AI as Infrastructure: Running a Lean Office at Institutional Quality
Practical notes on how AI tools actually get used in a working family office — and where they still fall short.
I’ve been using AI tools seriously in investment operations for about two years. Here is what I’ve actually found useful, what I’ve stopped using, and where the limitations are still real.
What Works
Research synthesis is where AI earns its place. Digesting earnings transcripts, regulatory filings, academic papers, and macro commentary at speed is genuinely transformative. Not because the AI’s conclusions are trustworthy — they often aren’t — but because it collapses the time required to form a first-pass view.
Draft generation for investment memos, board summaries, and manager communication. The drafts are never finished products. But a good draft is faster to edit than a blank page is to fill.
Data structuring — turning unstructured text (manager letters, central bank minutes, news flow) into structured formats for analysis. This is underutilised and genuinely powerful.
Coding — for data pipelines, portfolio analytics, and custom reporting. I am not a developer. I now write functional Python regularly.
What Doesn’t Work
Specific market calls — AI has no edge here and the confident-sounding wrongness is dangerous.
Manager assessment — judgment about people, track records, and organisational dynamics requires human pattern recognition that current models don’t replicate.
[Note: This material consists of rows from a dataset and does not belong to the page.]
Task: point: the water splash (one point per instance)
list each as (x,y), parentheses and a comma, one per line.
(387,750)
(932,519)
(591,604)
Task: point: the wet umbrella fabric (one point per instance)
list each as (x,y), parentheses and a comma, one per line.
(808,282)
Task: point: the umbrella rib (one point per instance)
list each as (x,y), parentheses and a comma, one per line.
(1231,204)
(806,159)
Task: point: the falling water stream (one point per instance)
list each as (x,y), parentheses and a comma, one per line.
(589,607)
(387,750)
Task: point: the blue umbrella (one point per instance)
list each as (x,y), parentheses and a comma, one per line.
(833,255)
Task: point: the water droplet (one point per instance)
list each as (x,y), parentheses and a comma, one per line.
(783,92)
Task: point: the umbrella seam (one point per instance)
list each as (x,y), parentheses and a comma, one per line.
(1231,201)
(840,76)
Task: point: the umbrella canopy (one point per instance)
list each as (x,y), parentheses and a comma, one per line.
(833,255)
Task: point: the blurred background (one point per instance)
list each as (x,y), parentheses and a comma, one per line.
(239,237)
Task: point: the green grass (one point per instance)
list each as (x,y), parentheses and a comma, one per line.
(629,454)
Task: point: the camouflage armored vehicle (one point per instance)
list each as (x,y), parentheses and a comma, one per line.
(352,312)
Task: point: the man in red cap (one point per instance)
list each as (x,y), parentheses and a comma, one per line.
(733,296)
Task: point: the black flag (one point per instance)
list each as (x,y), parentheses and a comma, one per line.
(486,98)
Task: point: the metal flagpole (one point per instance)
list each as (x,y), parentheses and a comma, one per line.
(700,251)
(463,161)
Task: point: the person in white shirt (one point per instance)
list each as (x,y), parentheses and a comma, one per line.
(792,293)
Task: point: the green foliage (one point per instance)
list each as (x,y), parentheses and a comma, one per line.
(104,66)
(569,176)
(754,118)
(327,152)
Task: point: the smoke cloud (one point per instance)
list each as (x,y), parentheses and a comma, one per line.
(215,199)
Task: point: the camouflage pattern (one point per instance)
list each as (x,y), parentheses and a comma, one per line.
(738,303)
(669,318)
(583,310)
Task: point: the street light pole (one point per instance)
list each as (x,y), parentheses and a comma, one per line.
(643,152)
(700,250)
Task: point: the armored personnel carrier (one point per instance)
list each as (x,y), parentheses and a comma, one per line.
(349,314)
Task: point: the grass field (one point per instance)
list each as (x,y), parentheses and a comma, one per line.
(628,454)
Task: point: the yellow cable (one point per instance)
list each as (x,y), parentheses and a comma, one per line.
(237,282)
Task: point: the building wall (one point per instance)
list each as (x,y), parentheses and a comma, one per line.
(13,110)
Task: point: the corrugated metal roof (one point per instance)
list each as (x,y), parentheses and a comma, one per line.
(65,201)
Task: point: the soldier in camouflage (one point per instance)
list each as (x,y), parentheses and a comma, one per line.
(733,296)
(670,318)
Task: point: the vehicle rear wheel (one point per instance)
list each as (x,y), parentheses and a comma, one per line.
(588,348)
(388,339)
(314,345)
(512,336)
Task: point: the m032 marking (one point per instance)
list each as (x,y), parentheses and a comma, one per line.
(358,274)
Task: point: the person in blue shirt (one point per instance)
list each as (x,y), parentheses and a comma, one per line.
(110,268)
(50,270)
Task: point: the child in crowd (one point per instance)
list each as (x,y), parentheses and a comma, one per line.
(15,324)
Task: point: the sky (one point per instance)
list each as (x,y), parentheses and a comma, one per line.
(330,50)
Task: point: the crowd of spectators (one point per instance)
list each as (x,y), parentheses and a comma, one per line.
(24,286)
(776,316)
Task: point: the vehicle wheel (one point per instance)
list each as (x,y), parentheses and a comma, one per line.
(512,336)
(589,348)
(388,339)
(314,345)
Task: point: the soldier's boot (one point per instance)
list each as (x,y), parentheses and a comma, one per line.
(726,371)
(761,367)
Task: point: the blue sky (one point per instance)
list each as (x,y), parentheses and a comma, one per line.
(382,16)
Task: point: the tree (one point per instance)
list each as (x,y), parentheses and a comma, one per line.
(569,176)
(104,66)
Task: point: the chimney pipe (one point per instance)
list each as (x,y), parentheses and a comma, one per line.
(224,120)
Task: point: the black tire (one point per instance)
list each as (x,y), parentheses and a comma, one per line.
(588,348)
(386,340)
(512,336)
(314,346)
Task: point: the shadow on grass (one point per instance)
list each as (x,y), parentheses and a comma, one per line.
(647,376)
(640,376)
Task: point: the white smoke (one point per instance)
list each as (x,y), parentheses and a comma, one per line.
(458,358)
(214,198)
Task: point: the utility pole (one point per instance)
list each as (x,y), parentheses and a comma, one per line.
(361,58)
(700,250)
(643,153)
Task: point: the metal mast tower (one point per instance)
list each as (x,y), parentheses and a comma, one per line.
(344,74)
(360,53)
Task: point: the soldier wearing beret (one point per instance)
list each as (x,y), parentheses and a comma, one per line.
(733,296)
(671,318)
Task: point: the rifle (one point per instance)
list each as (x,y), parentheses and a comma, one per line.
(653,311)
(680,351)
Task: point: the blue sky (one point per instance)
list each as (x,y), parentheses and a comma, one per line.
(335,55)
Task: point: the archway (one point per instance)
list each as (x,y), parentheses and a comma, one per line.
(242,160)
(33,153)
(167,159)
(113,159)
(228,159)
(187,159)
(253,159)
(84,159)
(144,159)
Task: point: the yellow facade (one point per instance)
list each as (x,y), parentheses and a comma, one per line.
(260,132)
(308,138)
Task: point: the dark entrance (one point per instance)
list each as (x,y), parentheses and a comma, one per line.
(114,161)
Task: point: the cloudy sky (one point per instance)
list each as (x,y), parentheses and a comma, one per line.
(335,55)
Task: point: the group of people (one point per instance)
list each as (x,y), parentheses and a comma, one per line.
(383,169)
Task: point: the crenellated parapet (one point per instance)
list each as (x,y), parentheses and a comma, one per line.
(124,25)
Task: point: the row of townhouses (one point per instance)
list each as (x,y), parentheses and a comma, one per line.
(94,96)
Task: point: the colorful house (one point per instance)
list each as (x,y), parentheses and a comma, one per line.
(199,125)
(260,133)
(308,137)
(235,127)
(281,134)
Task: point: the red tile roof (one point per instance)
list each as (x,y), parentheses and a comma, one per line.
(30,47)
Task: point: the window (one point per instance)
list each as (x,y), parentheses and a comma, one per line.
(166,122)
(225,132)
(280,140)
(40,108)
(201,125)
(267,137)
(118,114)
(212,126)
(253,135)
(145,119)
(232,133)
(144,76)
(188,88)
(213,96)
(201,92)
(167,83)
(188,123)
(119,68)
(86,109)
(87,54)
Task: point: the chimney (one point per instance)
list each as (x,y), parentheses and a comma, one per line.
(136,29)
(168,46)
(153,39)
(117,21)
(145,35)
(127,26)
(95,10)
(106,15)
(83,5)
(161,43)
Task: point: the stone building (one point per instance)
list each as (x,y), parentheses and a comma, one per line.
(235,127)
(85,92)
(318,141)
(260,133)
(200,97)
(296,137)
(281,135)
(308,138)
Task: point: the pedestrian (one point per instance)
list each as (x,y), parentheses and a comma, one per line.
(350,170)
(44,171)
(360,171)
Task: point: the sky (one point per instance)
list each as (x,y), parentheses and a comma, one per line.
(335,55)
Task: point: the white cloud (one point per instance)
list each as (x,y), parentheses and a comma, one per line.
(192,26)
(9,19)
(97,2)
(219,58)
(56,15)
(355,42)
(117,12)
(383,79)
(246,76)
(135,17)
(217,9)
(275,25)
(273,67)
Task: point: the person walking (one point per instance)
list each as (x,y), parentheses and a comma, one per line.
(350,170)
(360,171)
Real-time data — the models lag. Build your information architecture around primary sources.
The Stack I Use
This changes, but currently:
- Claude — primary research assistant and drafting
- Perplexity — rapid factual synthesis with citations
- Python + Pandas — portfolio analytics (Claude writes most of the code)
- Notion — structured knowledge base for investment theses
- Linear — task and project management
None of this is exotic. The edge is in how you use it, not which tools you have.
The Honest Caveat
AI augments judgment. It does not replace it. An analyst who uses AI badly is dangerous — confident and wrong at scale. The prerequisite is having a robust framework that the tools serve, not substitute.
If you don’t know what you’re looking for, AI will help you find more of nothing faster.